Please suggest some methods or R-packages. Thanks!
Thanks for answering Vijay, I will try it. May be you can explain as I am pretty confused with chi square test, as it requires expected value of the outcome, here in this case i have only observed values suppose for sample 1 if i want to compare variants in POP1 and POP2, how can I calculate p-value to find whether the differentiation is significant or not? Hope you can help me, Thanks!
You're welcome! first things first, let's discuss about the objective of this statistical test in your case. Let me know what is your "null" and "alternative" hypothesis i.e. what is that you want to prove/disprove through this test?
From this test, I want to prove that POP1 is having samples with more variants than POP2, As it seems in table but I want to get a p-value for each sample to be confident.
If it is understood correctly, you want to check whether a given sample (e.g. sample1) is different between POP1 & POP2 in terms of number of variants. By simply having one category, the p-value estimate has no meaning. How can you say whether 181 is different than 143. similarly 122 vs 147. Blindly using R code and getting p-value without understanding underlying statistics is dangerous.

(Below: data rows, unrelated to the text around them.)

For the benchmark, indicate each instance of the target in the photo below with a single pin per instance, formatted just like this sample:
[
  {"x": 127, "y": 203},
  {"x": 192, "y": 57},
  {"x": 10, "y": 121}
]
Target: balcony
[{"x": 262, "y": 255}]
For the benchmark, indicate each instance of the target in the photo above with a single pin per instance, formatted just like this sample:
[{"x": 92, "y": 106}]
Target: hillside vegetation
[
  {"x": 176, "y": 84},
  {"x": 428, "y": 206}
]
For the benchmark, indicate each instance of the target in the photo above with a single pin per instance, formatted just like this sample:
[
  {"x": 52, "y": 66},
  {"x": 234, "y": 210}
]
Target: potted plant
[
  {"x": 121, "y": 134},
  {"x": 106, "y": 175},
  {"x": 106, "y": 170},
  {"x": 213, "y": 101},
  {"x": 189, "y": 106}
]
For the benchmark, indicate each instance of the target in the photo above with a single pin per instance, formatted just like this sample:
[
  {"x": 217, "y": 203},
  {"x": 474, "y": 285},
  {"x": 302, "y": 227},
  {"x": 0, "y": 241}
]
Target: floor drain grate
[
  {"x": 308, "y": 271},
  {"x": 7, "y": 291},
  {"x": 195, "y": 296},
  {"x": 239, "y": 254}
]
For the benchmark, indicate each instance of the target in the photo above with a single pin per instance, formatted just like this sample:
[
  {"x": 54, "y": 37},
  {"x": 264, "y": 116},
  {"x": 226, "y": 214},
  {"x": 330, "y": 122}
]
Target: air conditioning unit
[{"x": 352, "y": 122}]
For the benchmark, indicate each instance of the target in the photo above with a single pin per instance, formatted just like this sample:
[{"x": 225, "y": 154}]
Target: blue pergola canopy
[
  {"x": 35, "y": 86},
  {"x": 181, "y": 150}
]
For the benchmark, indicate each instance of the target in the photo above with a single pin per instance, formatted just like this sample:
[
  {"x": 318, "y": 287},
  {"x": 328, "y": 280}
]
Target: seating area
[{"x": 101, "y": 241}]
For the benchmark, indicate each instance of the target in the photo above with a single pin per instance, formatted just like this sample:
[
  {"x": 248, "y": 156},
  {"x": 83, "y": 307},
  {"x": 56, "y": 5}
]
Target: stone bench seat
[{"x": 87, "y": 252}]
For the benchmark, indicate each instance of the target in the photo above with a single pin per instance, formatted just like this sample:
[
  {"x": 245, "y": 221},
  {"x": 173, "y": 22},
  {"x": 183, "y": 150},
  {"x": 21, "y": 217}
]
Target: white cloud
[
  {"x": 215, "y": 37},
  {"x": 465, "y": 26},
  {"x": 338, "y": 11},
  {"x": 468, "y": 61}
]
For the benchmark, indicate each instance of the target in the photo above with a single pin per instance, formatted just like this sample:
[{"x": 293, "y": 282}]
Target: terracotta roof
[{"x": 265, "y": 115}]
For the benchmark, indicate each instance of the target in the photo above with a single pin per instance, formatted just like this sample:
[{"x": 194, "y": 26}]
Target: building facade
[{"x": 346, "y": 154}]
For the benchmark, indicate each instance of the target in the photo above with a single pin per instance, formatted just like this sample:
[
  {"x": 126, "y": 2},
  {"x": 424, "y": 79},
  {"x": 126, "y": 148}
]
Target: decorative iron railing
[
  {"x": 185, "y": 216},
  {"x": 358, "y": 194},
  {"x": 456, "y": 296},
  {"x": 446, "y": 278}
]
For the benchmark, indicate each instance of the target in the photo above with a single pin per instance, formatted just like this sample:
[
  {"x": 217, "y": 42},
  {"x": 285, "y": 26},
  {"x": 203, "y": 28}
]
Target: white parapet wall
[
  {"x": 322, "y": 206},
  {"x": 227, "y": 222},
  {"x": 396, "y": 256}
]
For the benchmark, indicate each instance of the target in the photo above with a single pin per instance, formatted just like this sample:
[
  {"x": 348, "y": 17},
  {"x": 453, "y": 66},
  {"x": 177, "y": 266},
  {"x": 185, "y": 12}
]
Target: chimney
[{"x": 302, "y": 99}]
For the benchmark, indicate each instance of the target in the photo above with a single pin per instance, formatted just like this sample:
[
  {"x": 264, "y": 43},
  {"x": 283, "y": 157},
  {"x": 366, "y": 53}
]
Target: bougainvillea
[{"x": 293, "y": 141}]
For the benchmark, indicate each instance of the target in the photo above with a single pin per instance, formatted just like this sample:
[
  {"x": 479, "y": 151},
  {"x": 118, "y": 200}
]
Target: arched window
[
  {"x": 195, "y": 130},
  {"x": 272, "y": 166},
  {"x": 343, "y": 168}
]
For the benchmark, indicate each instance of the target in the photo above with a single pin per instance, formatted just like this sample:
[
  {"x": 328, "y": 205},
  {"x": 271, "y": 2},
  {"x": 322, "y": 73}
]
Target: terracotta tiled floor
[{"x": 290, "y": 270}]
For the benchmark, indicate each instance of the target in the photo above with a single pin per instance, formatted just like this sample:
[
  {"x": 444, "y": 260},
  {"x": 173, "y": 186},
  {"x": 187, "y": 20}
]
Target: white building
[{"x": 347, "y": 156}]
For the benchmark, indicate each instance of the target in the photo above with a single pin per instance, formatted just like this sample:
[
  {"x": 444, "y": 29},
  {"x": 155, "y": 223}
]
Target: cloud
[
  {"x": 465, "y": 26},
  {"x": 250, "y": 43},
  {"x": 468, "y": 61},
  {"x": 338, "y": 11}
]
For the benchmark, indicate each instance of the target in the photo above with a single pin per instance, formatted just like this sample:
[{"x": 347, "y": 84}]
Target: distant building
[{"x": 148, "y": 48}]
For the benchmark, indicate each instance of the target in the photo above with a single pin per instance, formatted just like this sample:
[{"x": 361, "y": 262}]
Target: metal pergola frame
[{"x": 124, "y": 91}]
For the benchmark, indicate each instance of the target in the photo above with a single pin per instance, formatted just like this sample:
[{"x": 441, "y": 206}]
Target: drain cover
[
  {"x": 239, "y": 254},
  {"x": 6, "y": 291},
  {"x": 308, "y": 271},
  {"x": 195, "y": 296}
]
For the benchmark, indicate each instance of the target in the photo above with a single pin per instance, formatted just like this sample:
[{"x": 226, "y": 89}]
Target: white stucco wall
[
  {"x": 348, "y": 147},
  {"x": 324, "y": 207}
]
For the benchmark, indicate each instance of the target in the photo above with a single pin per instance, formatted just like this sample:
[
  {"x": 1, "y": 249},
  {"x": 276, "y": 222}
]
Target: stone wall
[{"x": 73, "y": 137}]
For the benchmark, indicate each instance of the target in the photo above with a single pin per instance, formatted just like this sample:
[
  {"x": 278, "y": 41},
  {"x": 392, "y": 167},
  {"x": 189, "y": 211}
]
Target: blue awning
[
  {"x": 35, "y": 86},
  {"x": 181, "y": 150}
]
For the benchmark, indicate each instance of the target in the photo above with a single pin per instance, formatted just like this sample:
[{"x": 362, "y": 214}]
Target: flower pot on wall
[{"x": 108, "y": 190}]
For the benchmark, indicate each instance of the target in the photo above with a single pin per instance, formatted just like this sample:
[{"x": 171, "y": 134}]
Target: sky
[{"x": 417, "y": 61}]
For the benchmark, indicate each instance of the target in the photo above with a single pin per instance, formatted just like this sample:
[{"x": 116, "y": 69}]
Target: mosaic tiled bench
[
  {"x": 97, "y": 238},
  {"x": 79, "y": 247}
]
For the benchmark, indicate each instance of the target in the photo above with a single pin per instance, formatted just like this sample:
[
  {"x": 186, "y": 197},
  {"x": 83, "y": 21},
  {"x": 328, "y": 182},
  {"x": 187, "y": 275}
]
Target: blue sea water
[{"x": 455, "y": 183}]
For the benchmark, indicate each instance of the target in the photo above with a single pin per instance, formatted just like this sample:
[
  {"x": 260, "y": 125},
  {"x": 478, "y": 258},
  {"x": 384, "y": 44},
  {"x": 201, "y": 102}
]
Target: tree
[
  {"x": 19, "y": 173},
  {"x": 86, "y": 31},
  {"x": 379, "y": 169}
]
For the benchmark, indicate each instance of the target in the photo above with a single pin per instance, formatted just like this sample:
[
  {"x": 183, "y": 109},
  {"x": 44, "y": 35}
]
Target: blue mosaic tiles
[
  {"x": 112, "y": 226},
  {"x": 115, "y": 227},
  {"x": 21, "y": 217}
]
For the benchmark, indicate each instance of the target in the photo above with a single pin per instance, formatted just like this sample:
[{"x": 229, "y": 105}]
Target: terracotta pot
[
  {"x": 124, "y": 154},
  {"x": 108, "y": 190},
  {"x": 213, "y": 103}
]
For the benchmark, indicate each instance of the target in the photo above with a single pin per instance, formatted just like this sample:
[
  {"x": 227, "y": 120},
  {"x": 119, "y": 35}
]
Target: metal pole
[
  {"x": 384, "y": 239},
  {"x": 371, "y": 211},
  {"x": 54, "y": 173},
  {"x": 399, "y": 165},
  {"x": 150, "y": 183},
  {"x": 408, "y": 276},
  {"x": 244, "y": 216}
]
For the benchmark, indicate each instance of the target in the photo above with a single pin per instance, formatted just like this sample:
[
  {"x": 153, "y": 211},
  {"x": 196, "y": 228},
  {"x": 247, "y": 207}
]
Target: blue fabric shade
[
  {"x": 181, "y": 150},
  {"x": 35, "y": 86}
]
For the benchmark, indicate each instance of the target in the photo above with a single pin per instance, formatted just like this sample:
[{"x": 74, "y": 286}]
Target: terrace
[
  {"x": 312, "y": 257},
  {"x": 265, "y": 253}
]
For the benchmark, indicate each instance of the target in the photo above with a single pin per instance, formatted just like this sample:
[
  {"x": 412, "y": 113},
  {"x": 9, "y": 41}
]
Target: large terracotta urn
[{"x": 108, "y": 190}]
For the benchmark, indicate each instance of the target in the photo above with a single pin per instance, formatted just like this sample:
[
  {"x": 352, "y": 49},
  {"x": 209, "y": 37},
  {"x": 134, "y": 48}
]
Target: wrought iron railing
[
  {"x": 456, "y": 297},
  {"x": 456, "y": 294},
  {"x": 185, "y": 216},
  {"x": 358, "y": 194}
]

What you need to have is minimum 2 nominal categories (e.g population type and variant count). In your case you have one (Population type).
Solution
## Lets say total positions: 1000
## Variants: 181 (POP1) & 143 (POP2)
## Non Variants: 1000-181 (POP1) & 1000-143(POP2)
So now you have 2 way contingency table (Population vs Variant type).

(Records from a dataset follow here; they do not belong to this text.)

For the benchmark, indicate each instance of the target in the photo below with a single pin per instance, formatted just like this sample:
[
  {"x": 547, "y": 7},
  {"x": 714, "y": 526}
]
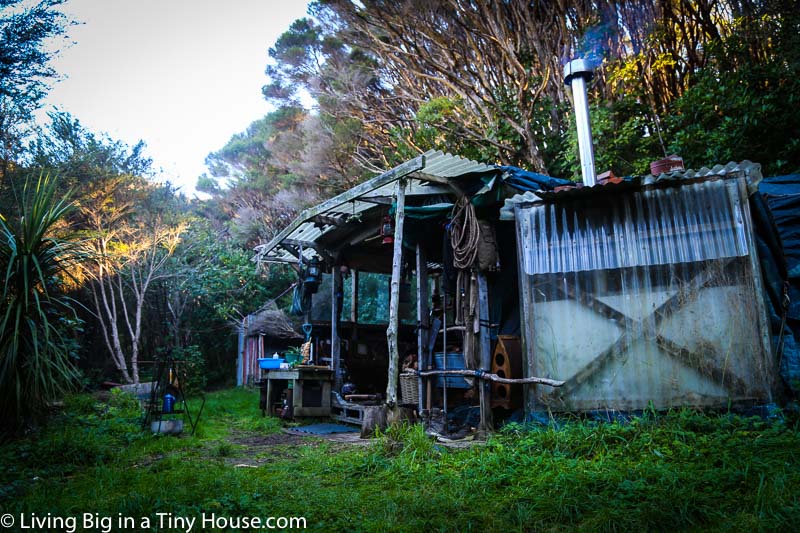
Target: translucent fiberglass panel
[{"x": 649, "y": 298}]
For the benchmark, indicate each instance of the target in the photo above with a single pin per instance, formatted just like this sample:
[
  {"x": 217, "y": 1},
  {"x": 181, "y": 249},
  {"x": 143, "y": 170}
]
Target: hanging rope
[{"x": 465, "y": 234}]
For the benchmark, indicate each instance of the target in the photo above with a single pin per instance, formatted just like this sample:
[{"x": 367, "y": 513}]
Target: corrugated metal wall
[{"x": 648, "y": 296}]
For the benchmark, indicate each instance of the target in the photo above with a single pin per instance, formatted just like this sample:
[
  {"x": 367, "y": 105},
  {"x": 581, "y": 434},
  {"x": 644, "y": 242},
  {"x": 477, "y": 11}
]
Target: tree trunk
[{"x": 394, "y": 302}]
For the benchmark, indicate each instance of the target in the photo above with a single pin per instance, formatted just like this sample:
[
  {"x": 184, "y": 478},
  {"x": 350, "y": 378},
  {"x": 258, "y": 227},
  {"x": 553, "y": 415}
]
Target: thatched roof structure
[{"x": 272, "y": 322}]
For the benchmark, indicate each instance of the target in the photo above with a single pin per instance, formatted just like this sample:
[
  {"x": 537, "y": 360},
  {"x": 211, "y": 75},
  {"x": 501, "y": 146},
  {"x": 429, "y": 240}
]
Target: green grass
[{"x": 681, "y": 470}]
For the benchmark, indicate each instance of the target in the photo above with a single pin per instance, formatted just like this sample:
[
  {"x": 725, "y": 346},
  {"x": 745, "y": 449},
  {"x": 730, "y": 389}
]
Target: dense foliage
[
  {"x": 710, "y": 81},
  {"x": 38, "y": 323}
]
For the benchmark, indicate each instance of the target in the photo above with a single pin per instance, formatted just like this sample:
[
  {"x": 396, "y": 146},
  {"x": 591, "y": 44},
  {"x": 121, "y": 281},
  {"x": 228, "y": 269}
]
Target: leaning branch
[{"x": 480, "y": 374}]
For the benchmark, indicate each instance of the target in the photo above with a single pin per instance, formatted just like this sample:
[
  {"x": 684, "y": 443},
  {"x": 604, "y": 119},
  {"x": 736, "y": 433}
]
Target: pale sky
[{"x": 181, "y": 75}]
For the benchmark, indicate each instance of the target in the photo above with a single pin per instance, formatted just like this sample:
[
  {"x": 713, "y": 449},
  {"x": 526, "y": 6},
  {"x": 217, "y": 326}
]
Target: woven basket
[{"x": 409, "y": 389}]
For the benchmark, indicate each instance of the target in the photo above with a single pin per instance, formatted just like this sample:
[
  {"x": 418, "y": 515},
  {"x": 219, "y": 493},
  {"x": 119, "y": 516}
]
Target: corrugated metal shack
[
  {"x": 642, "y": 291},
  {"x": 660, "y": 283}
]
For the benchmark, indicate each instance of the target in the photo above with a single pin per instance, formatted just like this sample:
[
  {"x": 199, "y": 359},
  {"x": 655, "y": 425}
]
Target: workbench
[{"x": 310, "y": 386}]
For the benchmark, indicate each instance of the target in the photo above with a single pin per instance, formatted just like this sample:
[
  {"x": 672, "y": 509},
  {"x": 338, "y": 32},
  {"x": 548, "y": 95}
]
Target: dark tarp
[{"x": 776, "y": 216}]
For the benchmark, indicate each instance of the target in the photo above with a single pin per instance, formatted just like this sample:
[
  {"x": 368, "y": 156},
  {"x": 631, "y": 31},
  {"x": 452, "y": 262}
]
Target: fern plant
[{"x": 37, "y": 259}]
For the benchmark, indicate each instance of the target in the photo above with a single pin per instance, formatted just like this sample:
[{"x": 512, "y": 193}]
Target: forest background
[{"x": 104, "y": 268}]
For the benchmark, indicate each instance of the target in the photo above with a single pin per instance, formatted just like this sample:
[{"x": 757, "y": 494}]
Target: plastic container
[
  {"x": 270, "y": 363},
  {"x": 455, "y": 361},
  {"x": 293, "y": 357}
]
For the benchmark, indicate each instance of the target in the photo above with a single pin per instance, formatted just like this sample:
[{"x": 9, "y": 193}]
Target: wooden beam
[
  {"x": 394, "y": 300},
  {"x": 323, "y": 253},
  {"x": 485, "y": 350},
  {"x": 422, "y": 318},
  {"x": 354, "y": 296},
  {"x": 440, "y": 180},
  {"x": 329, "y": 220},
  {"x": 389, "y": 176},
  {"x": 378, "y": 200},
  {"x": 336, "y": 345}
]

Fisher exact test or chi-sq will now work well.
Same has to be applied for each sample.
+1 for this. Precise answer! Can't agree more on that. IS IT VALID is more important than HOW IT IS DONE!!
That's the reason I asked "what's the null/alternate hypothesis". On top of that, p-value is seriously misunderstood in such cases (I am one of the victims of p value ;) ). I strongly recommend going through this article ; a motivation to go through this will be the below statement from the same article:
"P values are commonly used to test (and dismiss) a ‘null hypothesis’, which generally states that there is no difference between two groups, or that there is no correlation between a pair of characteristics. The smaller the P value, the less likely an observed set of values would occur by chance — assuming that the null hypothesis is true. A P value of 0.05 or less is generally taken to mean that a finding is statistically significant and warrants publication. But that is not necessarily true"

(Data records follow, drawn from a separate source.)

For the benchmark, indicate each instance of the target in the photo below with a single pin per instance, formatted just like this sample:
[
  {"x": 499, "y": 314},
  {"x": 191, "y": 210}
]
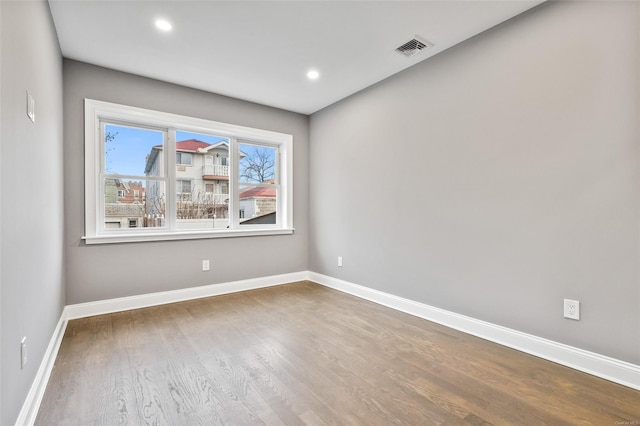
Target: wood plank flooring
[{"x": 305, "y": 354}]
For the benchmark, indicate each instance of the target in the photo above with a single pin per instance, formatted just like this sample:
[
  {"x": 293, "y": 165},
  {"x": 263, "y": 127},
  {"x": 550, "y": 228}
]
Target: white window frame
[{"x": 97, "y": 233}]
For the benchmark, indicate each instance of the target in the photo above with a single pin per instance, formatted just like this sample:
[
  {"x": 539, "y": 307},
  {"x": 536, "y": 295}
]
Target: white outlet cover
[
  {"x": 572, "y": 309},
  {"x": 31, "y": 107}
]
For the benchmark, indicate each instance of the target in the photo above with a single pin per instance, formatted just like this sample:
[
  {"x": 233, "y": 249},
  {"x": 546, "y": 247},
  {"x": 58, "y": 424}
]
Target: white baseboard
[
  {"x": 611, "y": 369},
  {"x": 82, "y": 310},
  {"x": 29, "y": 410},
  {"x": 617, "y": 371}
]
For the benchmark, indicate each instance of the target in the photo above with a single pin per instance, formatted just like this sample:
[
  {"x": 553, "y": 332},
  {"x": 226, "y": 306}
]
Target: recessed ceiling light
[{"x": 163, "y": 25}]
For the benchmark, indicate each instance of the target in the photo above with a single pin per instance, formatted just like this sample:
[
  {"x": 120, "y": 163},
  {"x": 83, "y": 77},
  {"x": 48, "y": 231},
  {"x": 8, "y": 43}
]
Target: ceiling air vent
[{"x": 413, "y": 47}]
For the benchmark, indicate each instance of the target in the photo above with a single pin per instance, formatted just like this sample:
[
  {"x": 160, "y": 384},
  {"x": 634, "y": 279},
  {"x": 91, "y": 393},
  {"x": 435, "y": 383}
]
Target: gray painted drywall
[
  {"x": 98, "y": 272},
  {"x": 31, "y": 248},
  {"x": 496, "y": 178}
]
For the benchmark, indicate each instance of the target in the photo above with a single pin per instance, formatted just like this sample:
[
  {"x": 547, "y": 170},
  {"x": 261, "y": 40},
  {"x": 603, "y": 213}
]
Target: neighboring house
[
  {"x": 124, "y": 204},
  {"x": 202, "y": 173},
  {"x": 258, "y": 202}
]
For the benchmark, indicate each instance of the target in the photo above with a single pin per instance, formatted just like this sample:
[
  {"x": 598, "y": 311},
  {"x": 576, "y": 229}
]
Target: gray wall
[
  {"x": 99, "y": 272},
  {"x": 31, "y": 248},
  {"x": 509, "y": 166}
]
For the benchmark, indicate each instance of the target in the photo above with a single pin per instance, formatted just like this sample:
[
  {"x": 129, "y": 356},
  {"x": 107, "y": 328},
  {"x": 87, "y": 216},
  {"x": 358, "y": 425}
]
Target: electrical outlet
[
  {"x": 31, "y": 107},
  {"x": 571, "y": 309},
  {"x": 23, "y": 352}
]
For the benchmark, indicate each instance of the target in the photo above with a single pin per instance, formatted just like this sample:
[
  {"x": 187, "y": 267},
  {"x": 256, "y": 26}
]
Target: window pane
[
  {"x": 133, "y": 203},
  {"x": 204, "y": 207},
  {"x": 183, "y": 158},
  {"x": 132, "y": 150},
  {"x": 257, "y": 164},
  {"x": 258, "y": 204}
]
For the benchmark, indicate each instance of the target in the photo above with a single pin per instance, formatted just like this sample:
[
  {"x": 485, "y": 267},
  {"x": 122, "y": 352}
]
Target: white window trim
[{"x": 95, "y": 111}]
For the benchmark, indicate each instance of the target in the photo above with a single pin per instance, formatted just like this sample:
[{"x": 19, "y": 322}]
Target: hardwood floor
[{"x": 305, "y": 354}]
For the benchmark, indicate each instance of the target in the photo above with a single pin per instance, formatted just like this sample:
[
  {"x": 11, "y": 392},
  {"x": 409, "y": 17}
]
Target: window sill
[{"x": 174, "y": 236}]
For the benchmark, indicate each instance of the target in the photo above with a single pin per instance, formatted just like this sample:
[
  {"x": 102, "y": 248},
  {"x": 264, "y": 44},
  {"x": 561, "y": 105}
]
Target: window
[
  {"x": 183, "y": 189},
  {"x": 247, "y": 190},
  {"x": 183, "y": 158}
]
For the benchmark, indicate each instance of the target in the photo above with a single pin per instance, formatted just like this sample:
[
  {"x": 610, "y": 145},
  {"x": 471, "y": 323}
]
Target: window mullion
[
  {"x": 170, "y": 164},
  {"x": 234, "y": 187}
]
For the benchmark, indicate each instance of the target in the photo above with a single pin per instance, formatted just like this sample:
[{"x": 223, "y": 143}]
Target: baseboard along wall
[{"x": 611, "y": 369}]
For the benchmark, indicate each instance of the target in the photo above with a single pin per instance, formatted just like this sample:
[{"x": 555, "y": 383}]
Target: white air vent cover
[{"x": 413, "y": 47}]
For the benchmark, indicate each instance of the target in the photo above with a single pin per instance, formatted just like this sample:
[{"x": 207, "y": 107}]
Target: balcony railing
[
  {"x": 215, "y": 170},
  {"x": 210, "y": 198}
]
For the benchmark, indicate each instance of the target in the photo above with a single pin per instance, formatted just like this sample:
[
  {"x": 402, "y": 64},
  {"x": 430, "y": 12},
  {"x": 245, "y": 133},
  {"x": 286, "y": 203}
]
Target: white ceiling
[{"x": 260, "y": 51}]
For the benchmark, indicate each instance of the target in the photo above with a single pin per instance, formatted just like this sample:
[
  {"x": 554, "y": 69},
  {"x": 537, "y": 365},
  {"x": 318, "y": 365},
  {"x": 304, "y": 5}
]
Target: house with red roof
[
  {"x": 202, "y": 179},
  {"x": 258, "y": 201}
]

I agree, what if I take one population as a control and another as a case. Then, is it a right way to calculate p-values, as we do in RNASeq expression analysis.
This test only works for categorical data (data in categories), such as Gender {Men, Women} or color {Red, Yellow, Green, Blue} etc, but not numerical data such as height or weight. As pointed out by Persistent LABS, "How can you say whether 181 is different than 143. similarly 122 vs 147"; i.e. you cannot apply this concept in your case.